Anche l’Unicef è sceso immediatamente in campo dopo la frana che venerdì 24 maggio ha colpito la provincia di Enga, in Papua Nuova Guinea, uccidendo centinaia di persone e distruggendo infrastrutture critiche. Migliaia le persone senza casa. Le unità di ricerca e soccorso sono guidate dalla Forza di difesa della Papua Nuova Guinea in condizioni estremamente difficili, con il terreno ancora instabile e le strade danneggiate, il che restringe l’accesso alla zone del disastro.

Ne dà notizia Angela Kearney, rappresentante Unicef. «Stiamo lavorando a stretto contatto con le autorità e le organizzazioni comunitarie della Papua Nuova Guinea per fornire un sostegno vitale ai sopravvissuti di questo terribile disastro – riferisce -. È ormai chiaro che oltre il 40% delle persone colpite sono bambini di età inferiore ai 16 anni, profondamente traumatizzati dalla perdita delle loro famiglie, delle loro case e dei loro mezzi di sussistenza».

Nella risposta iniziale, l’Unicef ha distribuito kit igienici contenenti secchi, taniche e sapone, nonché assorbenti igienici riutilizzabili, panni multiuso e altri articoli che erano stati preposizionati con l’Autorità sanitaria provinciale locale.

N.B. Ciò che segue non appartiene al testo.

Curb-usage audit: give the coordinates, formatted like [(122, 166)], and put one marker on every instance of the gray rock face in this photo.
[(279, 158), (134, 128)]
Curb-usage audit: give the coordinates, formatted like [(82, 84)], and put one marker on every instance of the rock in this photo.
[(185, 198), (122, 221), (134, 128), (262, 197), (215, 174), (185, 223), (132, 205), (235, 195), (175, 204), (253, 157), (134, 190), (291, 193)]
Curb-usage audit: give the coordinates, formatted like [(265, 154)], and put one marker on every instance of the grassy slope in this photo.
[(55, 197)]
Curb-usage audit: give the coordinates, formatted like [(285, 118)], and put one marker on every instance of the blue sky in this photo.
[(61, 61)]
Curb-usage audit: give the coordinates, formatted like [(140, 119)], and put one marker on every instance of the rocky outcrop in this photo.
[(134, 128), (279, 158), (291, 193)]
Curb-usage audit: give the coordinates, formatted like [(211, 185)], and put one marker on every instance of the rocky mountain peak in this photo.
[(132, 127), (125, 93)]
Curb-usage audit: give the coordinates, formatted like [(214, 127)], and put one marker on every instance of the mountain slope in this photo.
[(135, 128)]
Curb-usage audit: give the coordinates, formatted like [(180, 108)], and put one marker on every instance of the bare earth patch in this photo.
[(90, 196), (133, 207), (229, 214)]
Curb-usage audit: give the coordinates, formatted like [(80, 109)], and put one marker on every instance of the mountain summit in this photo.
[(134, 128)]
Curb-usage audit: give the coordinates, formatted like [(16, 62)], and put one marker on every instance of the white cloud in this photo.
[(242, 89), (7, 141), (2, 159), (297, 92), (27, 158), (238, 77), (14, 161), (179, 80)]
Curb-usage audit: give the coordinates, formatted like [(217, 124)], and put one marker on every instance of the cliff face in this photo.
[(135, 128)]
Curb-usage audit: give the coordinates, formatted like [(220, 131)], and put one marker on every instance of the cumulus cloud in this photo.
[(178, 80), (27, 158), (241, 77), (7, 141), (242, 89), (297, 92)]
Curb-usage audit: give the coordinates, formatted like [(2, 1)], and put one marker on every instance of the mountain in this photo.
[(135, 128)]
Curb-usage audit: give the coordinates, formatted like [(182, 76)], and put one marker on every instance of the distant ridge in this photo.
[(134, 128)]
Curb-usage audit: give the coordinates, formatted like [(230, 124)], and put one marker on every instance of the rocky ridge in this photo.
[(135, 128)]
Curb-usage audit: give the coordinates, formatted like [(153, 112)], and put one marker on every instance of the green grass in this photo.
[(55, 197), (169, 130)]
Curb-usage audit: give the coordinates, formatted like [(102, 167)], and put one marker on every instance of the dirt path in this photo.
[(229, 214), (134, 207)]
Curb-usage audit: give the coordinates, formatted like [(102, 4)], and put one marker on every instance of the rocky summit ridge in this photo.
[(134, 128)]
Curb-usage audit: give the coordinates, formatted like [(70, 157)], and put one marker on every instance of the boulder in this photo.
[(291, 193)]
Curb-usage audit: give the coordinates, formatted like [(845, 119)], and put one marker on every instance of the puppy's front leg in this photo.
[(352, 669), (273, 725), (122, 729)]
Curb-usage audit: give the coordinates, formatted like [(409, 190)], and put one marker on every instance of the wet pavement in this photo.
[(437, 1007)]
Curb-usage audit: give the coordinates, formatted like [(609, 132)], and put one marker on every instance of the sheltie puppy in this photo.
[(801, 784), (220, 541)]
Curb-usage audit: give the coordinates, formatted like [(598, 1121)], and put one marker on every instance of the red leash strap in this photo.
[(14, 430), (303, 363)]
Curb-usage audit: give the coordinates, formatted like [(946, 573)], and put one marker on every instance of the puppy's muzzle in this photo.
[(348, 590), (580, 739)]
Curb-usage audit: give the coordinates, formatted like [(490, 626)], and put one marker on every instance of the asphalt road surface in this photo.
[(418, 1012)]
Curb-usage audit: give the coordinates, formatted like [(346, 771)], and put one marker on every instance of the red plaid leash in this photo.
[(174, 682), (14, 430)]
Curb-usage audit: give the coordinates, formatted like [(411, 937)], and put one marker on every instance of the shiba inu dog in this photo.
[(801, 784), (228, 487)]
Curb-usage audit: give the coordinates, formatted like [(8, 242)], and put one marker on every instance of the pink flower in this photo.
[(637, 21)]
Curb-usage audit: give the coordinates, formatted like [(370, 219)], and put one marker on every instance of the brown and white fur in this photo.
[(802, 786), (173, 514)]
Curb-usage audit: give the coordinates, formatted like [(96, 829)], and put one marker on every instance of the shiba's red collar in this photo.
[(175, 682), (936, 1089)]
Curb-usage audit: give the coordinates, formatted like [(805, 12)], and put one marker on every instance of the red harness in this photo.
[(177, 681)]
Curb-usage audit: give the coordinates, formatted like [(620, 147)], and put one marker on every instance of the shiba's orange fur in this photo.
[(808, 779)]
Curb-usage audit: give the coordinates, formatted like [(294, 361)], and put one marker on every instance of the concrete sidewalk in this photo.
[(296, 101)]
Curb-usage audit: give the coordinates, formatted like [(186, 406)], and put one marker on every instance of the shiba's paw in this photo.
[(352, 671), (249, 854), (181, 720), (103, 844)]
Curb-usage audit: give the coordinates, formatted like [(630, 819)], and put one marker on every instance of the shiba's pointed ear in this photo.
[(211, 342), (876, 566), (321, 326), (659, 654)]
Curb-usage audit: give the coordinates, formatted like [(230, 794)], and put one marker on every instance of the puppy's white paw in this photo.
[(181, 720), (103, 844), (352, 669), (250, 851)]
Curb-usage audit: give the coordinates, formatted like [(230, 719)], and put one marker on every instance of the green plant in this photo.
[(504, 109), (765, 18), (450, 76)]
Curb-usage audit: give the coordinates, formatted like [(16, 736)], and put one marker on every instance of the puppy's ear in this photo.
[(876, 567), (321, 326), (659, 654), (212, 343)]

Non solo: l’organizzazione internazionale ha partecipato anche a valutazioni rapide per stabilire i bisogni più ampi relativi a servizi idrici e igienico sanitari, istruzione, protezione dell’infanzia, salute e nutrizione delle comunità colpite. Nel frattempo, i centri di evacuazione, sostenuti dalle autorità locali e dalla Forza di difesa della Papua Nuova Guinea, stanno fornendo servizi essenziali e supporto agli sfollati.